Если правительство ласкалось приобретением Амура, то видим ли какой – либо план в безместных шатаниях Хабарова по водам? На зиму укрепляют место, весною бросают его на разорение прибрежных жителей; где же опора, где пребывание власти? Если и Степанов расточал силу и время на подвиги грабительства, то все надобно винить Хабарова, который в пользу свою имел и всеобщий переполох по Амуру и благоприятное время для утверждения главного места в любом из оставленных городков. Не только в 10, но и в 5 лет можно было обезопасить себя и дружбою соседей, и хлебопашеством, и военным ограждением. Но, к несчастью, при всеобщей неурядице господствовал один лишь дух ясака и грабежа».

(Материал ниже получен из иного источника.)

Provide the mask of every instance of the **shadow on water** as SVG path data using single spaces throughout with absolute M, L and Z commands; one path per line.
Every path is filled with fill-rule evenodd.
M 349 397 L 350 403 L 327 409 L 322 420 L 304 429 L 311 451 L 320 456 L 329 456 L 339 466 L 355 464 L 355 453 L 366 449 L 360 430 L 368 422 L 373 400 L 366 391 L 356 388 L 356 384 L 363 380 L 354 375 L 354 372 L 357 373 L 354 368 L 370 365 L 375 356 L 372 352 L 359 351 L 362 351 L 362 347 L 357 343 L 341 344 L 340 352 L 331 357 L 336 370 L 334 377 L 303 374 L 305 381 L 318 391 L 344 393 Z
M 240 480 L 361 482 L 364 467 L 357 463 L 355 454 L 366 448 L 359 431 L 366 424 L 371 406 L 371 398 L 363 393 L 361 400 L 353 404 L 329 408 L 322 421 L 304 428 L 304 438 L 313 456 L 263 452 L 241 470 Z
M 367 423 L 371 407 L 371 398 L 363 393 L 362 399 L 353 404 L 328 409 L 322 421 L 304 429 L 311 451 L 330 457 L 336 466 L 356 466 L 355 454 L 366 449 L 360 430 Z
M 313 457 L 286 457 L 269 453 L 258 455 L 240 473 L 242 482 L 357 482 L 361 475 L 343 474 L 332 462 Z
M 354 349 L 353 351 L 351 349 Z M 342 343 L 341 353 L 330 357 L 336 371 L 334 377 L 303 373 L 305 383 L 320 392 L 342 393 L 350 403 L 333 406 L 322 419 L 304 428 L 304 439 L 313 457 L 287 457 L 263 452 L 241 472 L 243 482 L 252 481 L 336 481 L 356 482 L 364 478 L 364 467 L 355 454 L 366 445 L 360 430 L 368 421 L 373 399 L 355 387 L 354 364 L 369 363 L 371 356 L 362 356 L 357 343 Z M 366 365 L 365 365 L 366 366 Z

Любой образованный человек в России, интересовавшийся историей Сибири, знал этот труд. Без сомнения, знал его и генерал – губернатор Восточной Сибири Н. Н. Муравьев. Причем не только знал, но, по всей вероятности, считал Словцова провидцем, в некотором смысле духовным отцом своих начинаний на Амуре. Ведь Петр Андреевич при изложении в своей книге событий, предшествовавших заключению неравноправного Нерчинского русско – китайского договора, писал: «Права на берега Амура были равны у нас и у них (маньчжуров), но не равны силы», а главу о событиях на Амуре завершил пророческими словами: «Если судьбами времен предопределено Албазину когда – либо воскреснуть, то ореол его воспарит из пепла, как феникс, не с луком и стрелою, но с грозным штыком и огнедышащею пушкою…». Ведь именно так и произошло.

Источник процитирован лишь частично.